Seit April treffen sich die rund 90 Firmbewerberinnen und Firmbewerber aus dem Pastoralen Raum Warstein in insgesamt vier Kleingruppen regelmäßig zur „Time of Spirit“. In Vorbereitung auf das Sakrament der Firmung, das Weihbischof Dominicus am 7.11.21 spenden wird, beschäftigten sie sich bisher mit „Gottesbildern“, „Jesus“ und dem „Heiligen Geist“ und kamen auch ihren eigenen Gaben auf die Spur.

Jetzt trafen sich die Jugendlichen aus dem Pastoralverbund Warstein und die Belecker im Pfarrzentrum Belecke zu einem besonderen Event. Die „Flucht aus Ägypten“, der „Verrat durch Judas“ und die „Hochzeit zu Kanaa“ sind bekannte Geschichten aus der Bibel. Diese galt es nun in kleinen Rätselgeschichten, in einem so genannten Escape Room, auf die Spur zu kommen. Dazu hatten die Katecheten Kathrin Gärtner und Steffi Lehmenkühler aus Belecke mit Christian Möser, Nicole Heimlich und Dirk Tegetmeyer drei Vertreterinnen und Vertreter der Dekanatsstelle Lippstadt-Rüthen und Paderborn gewinnen können, die diese Escape Rooms schon lange im Programm haben:

Ein Hochzeitsfest und der Wein geht zur Neige. Ein Alptraum für jeden Gastgeber. Jesus konnte Wasser in Wein verwandeln. Weil die Jugendlichen das nicht können, war es die Aufgabe, den Schlüssel zur Vorratskammer zu finden, um Nachschub besorgen zu können.

Vor rund 3.000 Jahren lebten die Israeliten in Ägypten im Exil.
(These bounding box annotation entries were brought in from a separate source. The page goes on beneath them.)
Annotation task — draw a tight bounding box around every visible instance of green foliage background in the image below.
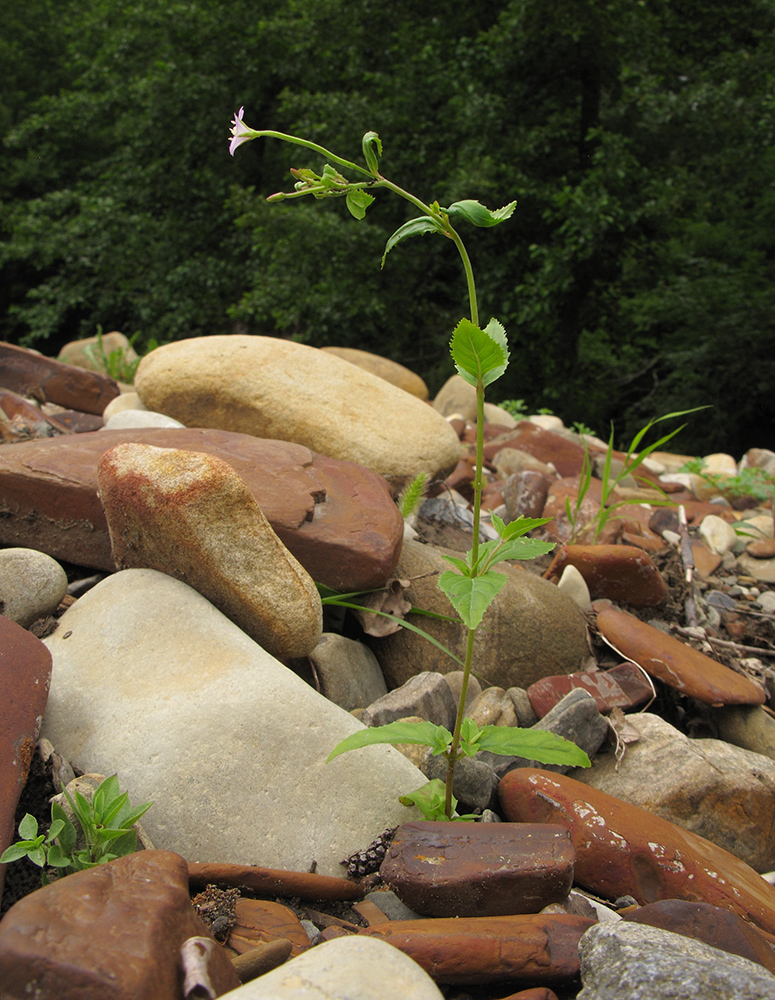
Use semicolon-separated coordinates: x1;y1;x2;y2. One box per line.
0;0;775;455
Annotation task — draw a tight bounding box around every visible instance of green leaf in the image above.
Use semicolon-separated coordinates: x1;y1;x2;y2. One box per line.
449;319;509;386
326;722;452;764
0;840;34;865
381;215;444;267
19;813;38;840
361;132;382;176
345;188;374;219
439;569;506;628
472;726;591;767
447;201;517;227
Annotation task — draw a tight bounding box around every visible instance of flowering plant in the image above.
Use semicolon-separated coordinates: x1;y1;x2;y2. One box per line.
229;108;589;818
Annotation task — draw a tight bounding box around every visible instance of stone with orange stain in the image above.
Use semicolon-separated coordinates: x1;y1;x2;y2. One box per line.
380;820;574;917
592;601;765;706
544;545;668;608
0;615;51;893
498;768;775;934
359;916;596;986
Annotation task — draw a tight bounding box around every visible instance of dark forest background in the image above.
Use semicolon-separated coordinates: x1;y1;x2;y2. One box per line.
0;0;775;457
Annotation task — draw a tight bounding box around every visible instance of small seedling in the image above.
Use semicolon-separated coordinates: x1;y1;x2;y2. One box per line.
0;774;153;885
229;117;589;819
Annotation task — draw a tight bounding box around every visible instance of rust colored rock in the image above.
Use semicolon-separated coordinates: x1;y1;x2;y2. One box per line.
527;663;654;719
0;428;403;590
592;601;765;706
0;343;121;414
0;615;51;894
226;899;310;958
360;913;595;986
498;768;775;934
379;820;574;917
0;851;240;1000
544;545;668;608
624;899;775;973
188;861;364;902
484;420;584;476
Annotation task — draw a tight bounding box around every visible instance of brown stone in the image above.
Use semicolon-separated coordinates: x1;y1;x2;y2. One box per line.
0;614;51;895
484;420;584;476
0;426;403;591
226;899;310;958
380;820;574;917
544;545;668;608
527;663;654;719
360;913;595;986
188;861;363;902
0;851;240;1000
0;343;121;414
498;768;775;934
592;601;765;706
624;899;775;973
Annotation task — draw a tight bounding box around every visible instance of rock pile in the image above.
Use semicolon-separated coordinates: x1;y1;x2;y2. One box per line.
0;335;775;1000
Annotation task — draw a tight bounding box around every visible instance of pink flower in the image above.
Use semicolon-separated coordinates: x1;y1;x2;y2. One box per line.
229;108;258;156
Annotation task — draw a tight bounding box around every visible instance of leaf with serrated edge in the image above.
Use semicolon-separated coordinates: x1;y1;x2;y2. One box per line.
380;215;444;267
439;569;506;628
479;726;591;767
326;722;452;763
449;319;509;386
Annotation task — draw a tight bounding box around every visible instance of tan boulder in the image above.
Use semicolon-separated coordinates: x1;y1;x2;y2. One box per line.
321;347;428;400
98;444;323;658
135;334;461;484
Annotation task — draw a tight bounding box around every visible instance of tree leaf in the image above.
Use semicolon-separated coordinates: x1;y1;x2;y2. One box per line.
449;319;509;386
381;215;444;267
439;569;506;628
472;726;591;767
326;722;452;764
361;132;382;176
345;188;374;219
447;200;517;227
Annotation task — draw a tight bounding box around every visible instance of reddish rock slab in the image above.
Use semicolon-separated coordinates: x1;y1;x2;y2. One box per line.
544;545;668;608
0;851;240;1000
0;428;403;591
360;913;595;986
498;768;775;934
623;899;775;973
592;601;765;706
188;861;364;903
0;343;121;414
226;899;310;958
379;820;574;917
527;663;654;719
484;420;584;476
0;614;51;895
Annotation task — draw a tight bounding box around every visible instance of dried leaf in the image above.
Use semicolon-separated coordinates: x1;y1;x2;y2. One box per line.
354;577;412;637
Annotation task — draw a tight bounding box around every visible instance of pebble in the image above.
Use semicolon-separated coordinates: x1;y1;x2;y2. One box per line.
0;548;67;628
135;334;460;485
Der dortige Pharao hielt sie als Sklaven. Mose erhielt von Gott den Auftrag, die Israeliten aus der Sklaverei zu befreien und sie in das gelobte Land zu führen. Doch der Pharao wollte sie nicht ziehen lassen und schickte die zehn großen Plagen. Die Jugendlichen mussten sich gegen diese Plagen durchsetzen, um schließlich das Land verlassen zu können.
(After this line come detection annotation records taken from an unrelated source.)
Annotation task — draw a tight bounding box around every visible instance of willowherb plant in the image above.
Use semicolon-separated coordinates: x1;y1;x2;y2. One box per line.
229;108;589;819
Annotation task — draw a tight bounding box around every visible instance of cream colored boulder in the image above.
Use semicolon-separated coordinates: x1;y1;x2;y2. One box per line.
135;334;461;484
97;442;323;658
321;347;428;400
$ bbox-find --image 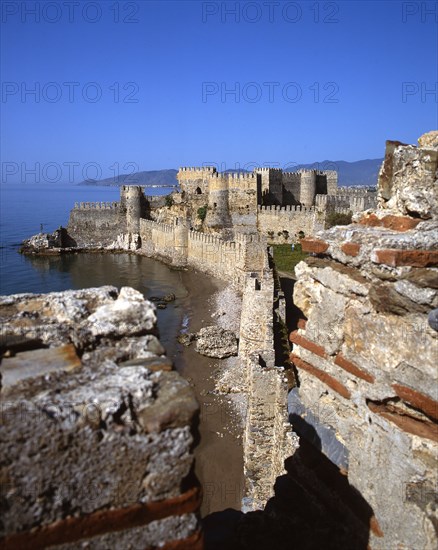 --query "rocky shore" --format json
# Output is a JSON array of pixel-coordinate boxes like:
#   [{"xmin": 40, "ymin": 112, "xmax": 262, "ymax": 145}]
[{"xmin": 175, "ymin": 270, "xmax": 244, "ymax": 517}]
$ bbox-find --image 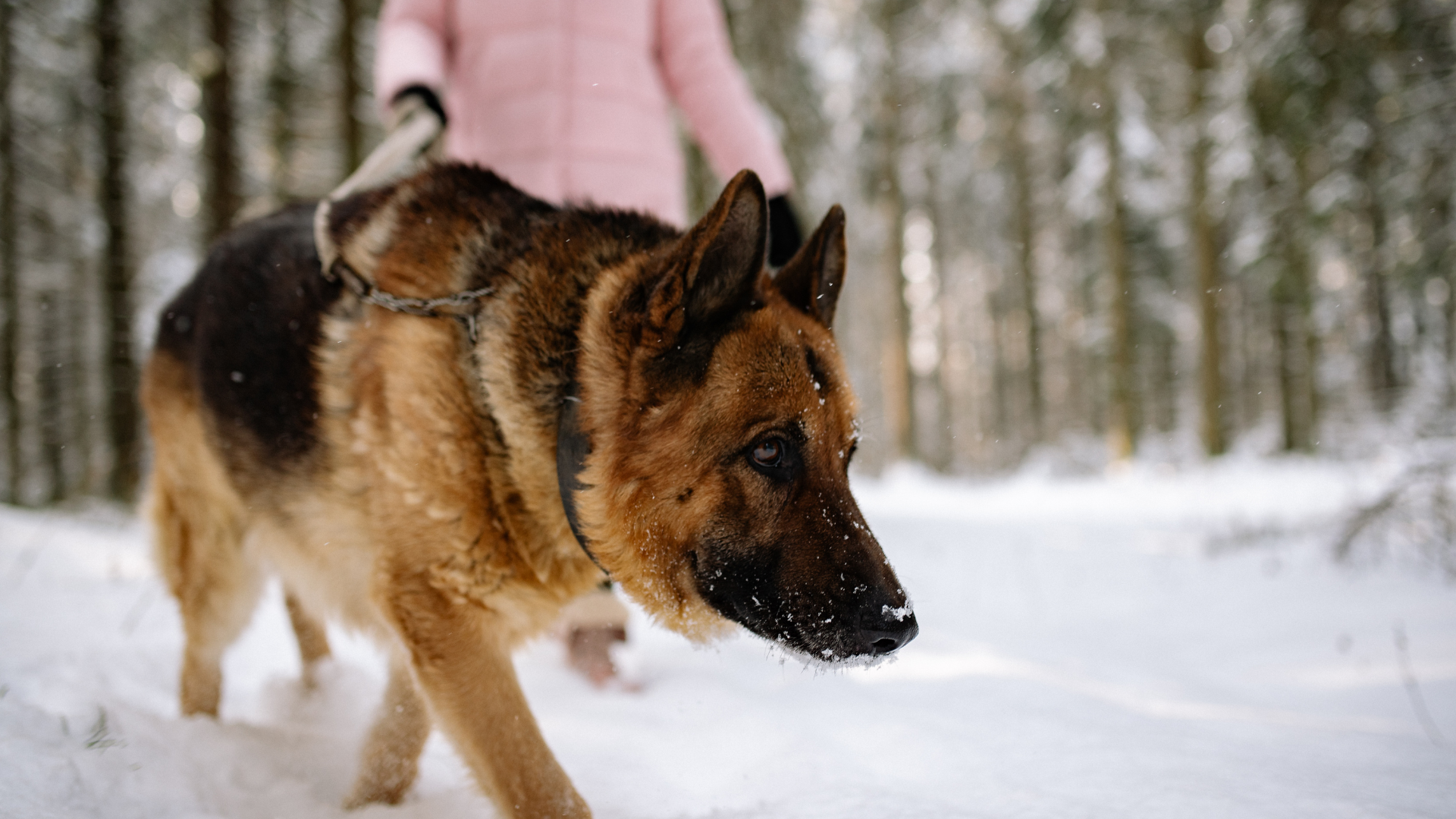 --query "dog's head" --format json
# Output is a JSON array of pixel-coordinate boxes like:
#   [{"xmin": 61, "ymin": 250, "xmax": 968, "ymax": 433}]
[{"xmin": 578, "ymin": 171, "xmax": 919, "ymax": 661}]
Judas wird allgemein als der Verräter angesehen. Er hat Jesus für 30 Silbermünzen an die Hohepriester verraten, woraufhin Jesus ans Kreuz geschlagen wird. Aber war dieser Judas wirklich der Verräter oder hatten nicht doch andere ihre Hand im Spiel? Im dritten Spiel ging es darum, genau das zu beweisen.

Dafür galt es, verschiedenste Hinweise richtig zu kombinieren und miteinander in Bezug zu setzen. Dazu hatten die Gruppen jeweils 60 Minuten Zeit. Oft war es gar nicht so einfach, die unzähligen Hinweise richtig zusammen zu setzen, um den nächsten Schritt auf dem Weg zur Lösung zu finden. Trotzdem waren alle eifrig dabei und als es dann mal gar nicht weiterging, kam der Hinweis eines Gruppenmitglieds: „Wir sind hier bei der Firmvorbereitung. Lasst uns mal religiöser denken.“ Zum Ende wurden alle Rätsel schließlich gelöst, wenn auch manchmal kostbare Zeit für Hilfestellung geopfert werden musste.

 

 

Für die Firmlinge aus MüSiWa, Allagen und Niederbergheim hatten sich die Organisatoren Christina Hillebrand, Eva Menke und Alfons Dicke einen bunten Strauß an Aktionen überlegt. Los ging es mit einer Waldwanderung von Warstein nach Sichtigvor. Der Bitte, die Smartphones an diesem Tag nicht zu nutzen, kamen die Jugendlichen nach. Viel zu beschäftigt waren sie mit Selbstgebackenem, das herumgereicht wurde – und mit den Situationen, die sie als Gesprächsanreize erhalten hatten: Was wünsche ich mir von meinen Freunden, wenn mich jemand zu mobben beginnt? Wie reagiere ich, wenn es zu einer körperlichen Auseinandersetzung kommt? Einige der Szenarien wurden auch nachgestellt, was die Jugendlichen aus ihrer Komfortzone lockte.

Am Nachmittag wartete im Alten Bahnhof in Sichtigvor eine Stärkung auf die Wandergruppe, die sich dann zur steilsten und letzten Etappe aufmachte: dem Kalvarienberg. Die dortige Kapelle hatte dankenswerter Weise der Kapellenverein vorbereitet. Nun wurde es noch einmal persönlich, wenn man denn wollte: Wie ist es um den Glauben in meinem Leben bestellt? Wie stehe ich zur Kirche als Institution? Mithilfe von brennenden Kerzen verdeutlichten die Anwesenden ihre Nähe zum Kreuz aus Kerzen. Bemerkenswert offen stellten die Jugendlichen ihre Standpunkte dar, es wurden auch Zweifel und persönliche Schicksale geteilt. Beendet wurde der Tag mit einem Brief, den die Firmlinge an eine ganz besondere Person schreiben sollten – an sich selbst. Dieser wird ihnen in etwa einem Jahr zugeschickt. Was dort drin steht? Das wissen nur die Schreiberlinge selbst.

Für alle Firmbewerberinnen und Firmbewerber geht es nun in den Endspurt. Die Firmvorbereitung schließt im Oktober mit den letzten Gruppentreffen ab.